Who said that the brain doesn’t regenerate? Well, it was the neuroscience Dogma as far back as philosophy. But, not in certain quarters; Santiago Ramon y Cajal (1852-1934), widely believed to be the father of modern neuroscience in his treatise ‘Degeneration and Regeneration of the Nervous System’, alludes to the potential of the brain to regenerate in the ‘general theoretical interpretation of the phenomena of nervous regeneration’.
He noted two important things: 1) Law of continuous growth or the tendency of the axon to grow constantly in a longitudinal direction, and 2) The longitudinal growth of nerve fibres is especially localized in their free ends, where the cone of growth is situated, a constant organ of the axon in embryos as well as in nerves undergoing pathological regeneration. In short, the terminal axon/neuron is differentiated in a special way to facilitate the growth, create exploratory sprouts and orient the axon suitably in space.
What he didn’t know at the time was that situated within and near the growth cone are special proteins that elongate and orient the axon – unimaginatively termed growth cone proteins!
As part of my side job, I’ve been looking at these in MS for the past 10 years and am now writing down here some of my observations.
The protein that drew my interest was NCAM (or neural cell adhesion molecule). It is found mainly in the nervous system, normally in the transmembrane or attached to the surface of the axon. Neuroscientists have been researching NCAM for decades. An MS researcher, Angelo Massaro, felt that NCAM had an important role to play in CNS remyelination. He even found that levels of NCAM were boosted in the CSF of MS patients receiving corticosteroids during a relapse!
Using CSF analysis, I found that NCAM was also less abundant in neurodegenerative conditions, such as Alzheimer’s disease, Parkinson’s disease, motorneurone disease. Levels by comparison were much higher in those without a neurological disorder. This led me to postulate that the soluble version of NCAM found in the CSF must be acting as trophic factor for axons/neurons creating environment favorable for growth/plasticity.
What surprised me was that levels of NCAM in the CSF dropped serially from CIS (first presentation), through RRMS, and into SPMS. Since, I published my observations, others have also found the same though not in all instances (different primary antibodies in their assays)! But, what has been annoying me to date like a festinating thorn in a hard to reach place, was whether you could boost CSF NCAM levels through treatment? Trying to find collaborators from pharma who were willing to test their drugs on this proved impossible. That was not until Prof Jan Lycke’s group from Sweden suggested that they have serial CSF’s before and after natalizumab, fingolimod and mitoxantrone treatments an year apart, and were willing to collaborate.
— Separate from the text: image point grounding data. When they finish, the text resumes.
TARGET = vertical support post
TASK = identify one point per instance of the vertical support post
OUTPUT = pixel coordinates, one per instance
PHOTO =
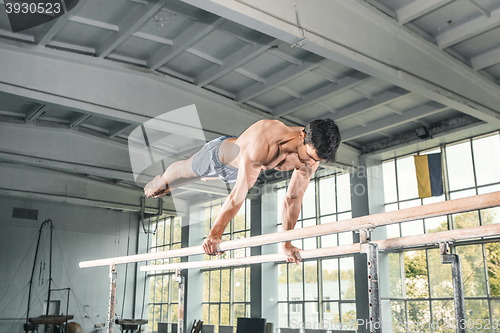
(112, 298)
(374, 300)
(458, 286)
(180, 323)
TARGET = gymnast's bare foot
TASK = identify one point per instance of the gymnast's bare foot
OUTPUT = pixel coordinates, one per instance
(156, 188)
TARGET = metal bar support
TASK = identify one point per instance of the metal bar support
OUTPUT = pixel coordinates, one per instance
(180, 323)
(374, 300)
(458, 286)
(112, 298)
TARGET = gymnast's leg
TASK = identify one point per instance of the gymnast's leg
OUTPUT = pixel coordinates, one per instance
(177, 174)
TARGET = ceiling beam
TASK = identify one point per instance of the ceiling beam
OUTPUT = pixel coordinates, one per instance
(133, 23)
(35, 112)
(458, 33)
(236, 60)
(486, 59)
(67, 166)
(419, 8)
(384, 98)
(94, 23)
(52, 28)
(483, 10)
(184, 41)
(79, 120)
(358, 35)
(393, 121)
(119, 129)
(288, 74)
(37, 183)
(321, 94)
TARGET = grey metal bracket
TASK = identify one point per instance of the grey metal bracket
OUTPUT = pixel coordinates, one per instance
(458, 286)
(179, 278)
(112, 298)
(374, 299)
(364, 234)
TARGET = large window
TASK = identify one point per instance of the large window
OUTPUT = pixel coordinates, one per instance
(226, 292)
(164, 290)
(421, 287)
(319, 290)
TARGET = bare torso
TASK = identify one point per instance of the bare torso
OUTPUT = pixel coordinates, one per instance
(270, 142)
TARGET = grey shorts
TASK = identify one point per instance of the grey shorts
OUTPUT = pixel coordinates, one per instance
(206, 162)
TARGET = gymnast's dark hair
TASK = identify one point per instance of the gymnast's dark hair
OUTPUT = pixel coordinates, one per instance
(324, 136)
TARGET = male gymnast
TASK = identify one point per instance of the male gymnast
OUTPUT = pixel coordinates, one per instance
(267, 144)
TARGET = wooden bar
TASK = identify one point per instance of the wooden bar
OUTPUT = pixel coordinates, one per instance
(386, 244)
(482, 201)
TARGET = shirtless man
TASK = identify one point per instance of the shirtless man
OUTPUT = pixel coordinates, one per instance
(267, 144)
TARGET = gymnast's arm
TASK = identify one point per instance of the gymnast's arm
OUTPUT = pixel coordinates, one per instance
(291, 205)
(248, 171)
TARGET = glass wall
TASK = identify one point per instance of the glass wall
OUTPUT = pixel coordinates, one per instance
(164, 291)
(226, 292)
(421, 287)
(318, 293)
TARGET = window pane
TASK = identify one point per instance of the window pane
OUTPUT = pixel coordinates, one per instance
(398, 316)
(247, 274)
(345, 238)
(327, 195)
(225, 285)
(477, 312)
(416, 274)
(281, 197)
(436, 224)
(395, 275)
(174, 313)
(224, 314)
(419, 316)
(296, 282)
(206, 286)
(168, 227)
(466, 220)
(239, 284)
(487, 159)
(239, 311)
(459, 163)
(348, 313)
(331, 313)
(407, 178)
(312, 315)
(443, 313)
(177, 229)
(462, 194)
(412, 228)
(330, 279)
(440, 279)
(490, 216)
(282, 314)
(389, 172)
(472, 270)
(493, 264)
(166, 279)
(311, 276)
(344, 191)
(157, 316)
(295, 313)
(282, 282)
(215, 286)
(347, 286)
(495, 313)
(214, 314)
(309, 201)
(206, 313)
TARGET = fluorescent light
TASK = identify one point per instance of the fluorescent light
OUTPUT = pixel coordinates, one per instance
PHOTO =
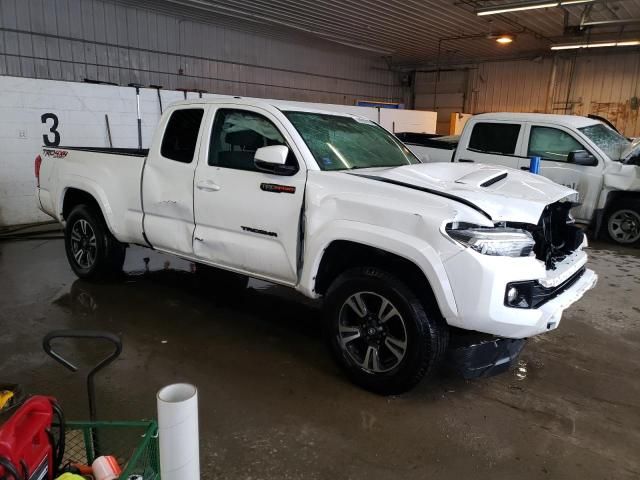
(627, 43)
(574, 2)
(529, 5)
(504, 39)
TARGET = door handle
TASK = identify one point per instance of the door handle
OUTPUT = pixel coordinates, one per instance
(207, 186)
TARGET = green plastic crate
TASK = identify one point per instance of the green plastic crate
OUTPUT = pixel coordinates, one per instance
(133, 444)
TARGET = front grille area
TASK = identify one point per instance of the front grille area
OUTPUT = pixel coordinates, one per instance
(556, 235)
(531, 294)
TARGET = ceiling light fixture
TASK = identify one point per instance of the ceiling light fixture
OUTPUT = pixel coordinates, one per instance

The samples were analyzed blinded (i.e. not knowing the timing of the samples or their treatments) and you can see the remarkable findings below in the figures.
I will leave you to interpret these findings on your own…
Acta Neurol Scand. 2019 Jan 18. doi: 10.1111/ane.13069. [Epub ahead of print]
Cerebrospinal fluid NCAM levels are modulated by disease modifying therapies.
Axelsson M, Dubuisson N, Novakova-Nyren L, Malmeström C, Giovannoni G, Lycke J, Gnanapavan S
Little is known about what leads to recovery between relapses in multiple sclerosis (MS), particularly following treatment. In the past, it has been demonstrated thatsoluble neural cell adhesion molecule (sNCAM), a putative biomarker of neuroplasticity, increased following steroid treatment in the CSF of MS subjects undergoing acute relapses. Taking this a step further, we have evaluated the effect of disease-modifying treatment (DMTs) on CSF sNCAM levels in various subtypes of MS.
We measured CSF sNCAM levels at baseline and after 12-24 months of DMT in 69 patients, 49 relapsing-remitting MS (RRMS), 20 progressive MS(PMS), and 24 healthy controls (HC) using an in-house ELISA. Of this, 31 patients had received natalizumab, 17 mitoxantrone and 21 fingolimod. Changes in disability were measured using EDSS and disease severity by MSSS. In conjunction, CSF NfL levels were also measured.
At baseline, the mean sNCAM level was 268.7 ng/ml (SD 109 ng/ml) in MS patients compared with 340.6 ng/ml (SD 139 ng/ml) in HC, and PMS had significantly lower sNCAM (239.2 ng/ml, SD 123.0, p=0.019) compared to RRMS (269.4 SD 127.4, p=0.043). After natalizumab and mitoxantrone treatment, we observed an increase of mean sNCAM. However, in the fingolimod treated group, mean sNCAM decreased. There was no correlation was found with EDSS or MSSS, or NfL levels as a whole.
CSF sNCAM were found to be lower in MS than in HC and the lowest sNCAM levels were found in PMS. Following natalizumab and mitoxantrone treatment, we observed an elevation in sNCAM levels, an effect that was not observed following fingolimod treatment. These changes, however, did not appear to correlate with disability in the short-term or NfL levels.